- Annual conference of Socialist academics which was held annually in New York from 1983 to 2004.
- Was discontinued in 2005 due to internal divisions
Each year from 1983 to 2004, the City University of New York’s (CUNY) chapter of the Democratic Socialists of America (DSA) sponsored the Socialist Scholars Conference (SSC). This annual event was founded by Bogdan Denitch, who is now an emeritus professor of sociology at CUNY, an Honorary Co-Chair of the DSA, and the latter organization's permanent delegate to the Socialist International.
The SSC conferences featured the elite of socialist academia as well as union activists, political revolutionaries, reformers, and opponents of "corporate greed." According to the libertarian writer Trevor Loudon, guest speakers at these conferences included "members of the Communist Party USA and its offshoot, the Committees of Correspondence, as well as Maoists, Trotsyists, black radicals, gay activists and radical feminists." Specifically, some of the featured speakers were New York City Councilman (and former Black Panther) Charles Barron; the editor of the Green Party's national newspaper Michael Cohen; civil rights attorney Leonard Weinglass of the National Lawyers Guild; the late Columbia University professor Edward Said; filmmaker Michael Moore; civil rights activist Al Sharpton; Columbia University professor and Black Radical Congress member Manning Marable; feminist writer and The Nation columnist Katha Pollitt; MIT linguistics professor Noam Chomsky; Harvard associate professor of medicine Steffi Woolhandler; columnist and radio host Julianne Malveaux; author and DSA Honorary Chair Barbara Ehrenreich; University of Pennsylvania professor Michael Eric Dyson; the late author and columnist for The Nation, Daniel Singer; and Princeton University professor and Honorary DSA Chair Cornel West.
Numerous politicians also participated in SSC conferences. Among these were Ron Dellums, Jerrold Nadler, Major Owens, and Bernie Sanders.
In June 2004, seven of SSC's sixteen Board members abruptly resigned, "in protest of the lack of democratic and participatory governance procedures." The resignations came after the Board, led by Bogdan Denitch, had voted by an 8 to 7 margin to fire SSC Staff Director Eric Canepa a month earlier. "We did not want to be part of an organization where we felt people were violating their own principles," said CUNY sociology professor Stanley Aronowitz, who explained that his decision to resign had less to do with the firing of Mr. Canepa than the fact that it was done in a unilateral, top-down manner. "You can't be authoritarian and want a society that is democratic or non-authoritarian," Mr. Aronowitz said. "My politics is that if you are a member of the organization, it has to be prefigurative of the society you want to make. It was not in this case."

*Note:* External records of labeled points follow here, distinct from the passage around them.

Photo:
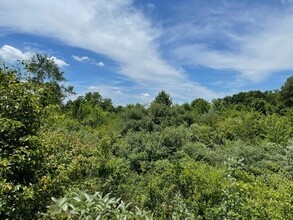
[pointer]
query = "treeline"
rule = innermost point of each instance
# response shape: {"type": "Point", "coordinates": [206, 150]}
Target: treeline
{"type": "Point", "coordinates": [231, 158]}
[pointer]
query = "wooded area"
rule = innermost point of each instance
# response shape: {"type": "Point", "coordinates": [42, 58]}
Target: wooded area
{"type": "Point", "coordinates": [231, 158]}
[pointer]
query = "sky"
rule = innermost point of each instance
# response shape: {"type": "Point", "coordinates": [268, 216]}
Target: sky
{"type": "Point", "coordinates": [129, 50]}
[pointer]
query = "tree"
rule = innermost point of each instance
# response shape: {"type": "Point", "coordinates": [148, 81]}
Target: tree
{"type": "Point", "coordinates": [286, 93]}
{"type": "Point", "coordinates": [163, 98]}
{"type": "Point", "coordinates": [25, 96]}
{"type": "Point", "coordinates": [42, 70]}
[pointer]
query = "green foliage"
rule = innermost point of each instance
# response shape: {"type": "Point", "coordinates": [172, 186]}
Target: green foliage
{"type": "Point", "coordinates": [229, 159]}
{"type": "Point", "coordinates": [97, 206]}
{"type": "Point", "coordinates": [163, 98]}
{"type": "Point", "coordinates": [286, 93]}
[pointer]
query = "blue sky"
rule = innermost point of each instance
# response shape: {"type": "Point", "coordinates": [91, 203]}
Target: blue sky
{"type": "Point", "coordinates": [129, 50]}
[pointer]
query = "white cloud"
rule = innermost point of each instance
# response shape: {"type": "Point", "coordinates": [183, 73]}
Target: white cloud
{"type": "Point", "coordinates": [112, 28]}
{"type": "Point", "coordinates": [101, 64]}
{"type": "Point", "coordinates": [80, 59]}
{"type": "Point", "coordinates": [11, 54]}
{"type": "Point", "coordinates": [253, 42]}
{"type": "Point", "coordinates": [144, 95]}
{"type": "Point", "coordinates": [59, 62]}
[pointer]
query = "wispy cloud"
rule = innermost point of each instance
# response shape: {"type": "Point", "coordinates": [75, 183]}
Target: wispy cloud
{"type": "Point", "coordinates": [59, 62]}
{"type": "Point", "coordinates": [11, 54]}
{"type": "Point", "coordinates": [112, 28]}
{"type": "Point", "coordinates": [86, 59]}
{"type": "Point", "coordinates": [80, 59]}
{"type": "Point", "coordinates": [100, 64]}
{"type": "Point", "coordinates": [254, 42]}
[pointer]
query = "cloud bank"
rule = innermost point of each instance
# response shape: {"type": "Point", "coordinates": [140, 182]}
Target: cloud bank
{"type": "Point", "coordinates": [112, 28]}
{"type": "Point", "coordinates": [11, 54]}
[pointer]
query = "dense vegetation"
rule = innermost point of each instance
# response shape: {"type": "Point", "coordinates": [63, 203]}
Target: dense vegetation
{"type": "Point", "coordinates": [228, 159]}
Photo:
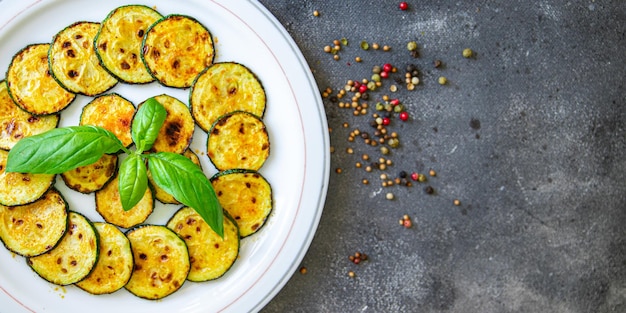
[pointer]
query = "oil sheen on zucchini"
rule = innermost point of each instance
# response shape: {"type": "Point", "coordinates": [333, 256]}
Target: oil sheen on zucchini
{"type": "Point", "coordinates": [211, 256]}
{"type": "Point", "coordinates": [238, 140]}
{"type": "Point", "coordinates": [223, 88]}
{"type": "Point", "coordinates": [161, 261]}
{"type": "Point", "coordinates": [18, 188]}
{"type": "Point", "coordinates": [176, 49]}
{"type": "Point", "coordinates": [32, 229]}
{"type": "Point", "coordinates": [30, 84]}
{"type": "Point", "coordinates": [246, 196]}
{"type": "Point", "coordinates": [73, 61]}
{"type": "Point", "coordinates": [73, 258]}
{"type": "Point", "coordinates": [115, 262]}
{"type": "Point", "coordinates": [118, 42]}
{"type": "Point", "coordinates": [16, 123]}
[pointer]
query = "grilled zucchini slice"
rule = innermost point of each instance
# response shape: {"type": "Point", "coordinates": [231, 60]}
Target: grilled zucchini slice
{"type": "Point", "coordinates": [211, 256]}
{"type": "Point", "coordinates": [111, 112]}
{"type": "Point", "coordinates": [246, 196]}
{"type": "Point", "coordinates": [30, 84]}
{"type": "Point", "coordinates": [73, 61]}
{"type": "Point", "coordinates": [238, 140]}
{"type": "Point", "coordinates": [73, 258]}
{"type": "Point", "coordinates": [16, 123]}
{"type": "Point", "coordinates": [118, 42]}
{"type": "Point", "coordinates": [92, 177]}
{"type": "Point", "coordinates": [32, 229]}
{"type": "Point", "coordinates": [223, 88]}
{"type": "Point", "coordinates": [161, 261]}
{"type": "Point", "coordinates": [109, 205]}
{"type": "Point", "coordinates": [177, 130]}
{"type": "Point", "coordinates": [176, 49]}
{"type": "Point", "coordinates": [18, 188]}
{"type": "Point", "coordinates": [115, 262]}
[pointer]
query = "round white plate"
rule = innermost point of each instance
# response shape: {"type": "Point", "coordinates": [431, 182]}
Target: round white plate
{"type": "Point", "coordinates": [298, 167]}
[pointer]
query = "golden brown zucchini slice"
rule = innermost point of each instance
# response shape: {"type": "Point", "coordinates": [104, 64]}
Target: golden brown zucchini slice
{"type": "Point", "coordinates": [73, 60]}
{"type": "Point", "coordinates": [111, 112]}
{"type": "Point", "coordinates": [211, 256]}
{"type": "Point", "coordinates": [176, 49]}
{"type": "Point", "coordinates": [223, 88]}
{"type": "Point", "coordinates": [161, 261]}
{"type": "Point", "coordinates": [30, 84]}
{"type": "Point", "coordinates": [18, 188]}
{"type": "Point", "coordinates": [92, 177]}
{"type": "Point", "coordinates": [16, 123]}
{"type": "Point", "coordinates": [109, 205]}
{"type": "Point", "coordinates": [118, 42]}
{"type": "Point", "coordinates": [73, 258]}
{"type": "Point", "coordinates": [115, 262]}
{"type": "Point", "coordinates": [32, 229]}
{"type": "Point", "coordinates": [238, 140]}
{"type": "Point", "coordinates": [246, 196]}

In an e-mail addressed to the "Socialist Scholars Conference community," the seven resigning SCC Board members wrote: "We are leaving because we feel that the campaign to accomplish this was riddled with behavior we regard as politically unethical, including grossly inaccurate charges that were repeated even in the face of evidence of their inaccuracy, tirades that were abusive to the point of derangement, and the recurrent implication that those of us who objected to these procedures, being newcomers, were not the 'real' board."
As a result of the resignations, the SSC annual conference was discontinued. The seven members who quit the SSC Board formed a new organization, the Left Forum, which held its debut conference at the CUNY Graduate Center in April 2005.
Among the resigning SSC Board members was Frances Fox Piven, who in the 1960s was instrumental in developing the "Cloward-Piven Strategy" for forcing political change through orchestrated crises. Piven joined the Left Forum with her fellow defectors.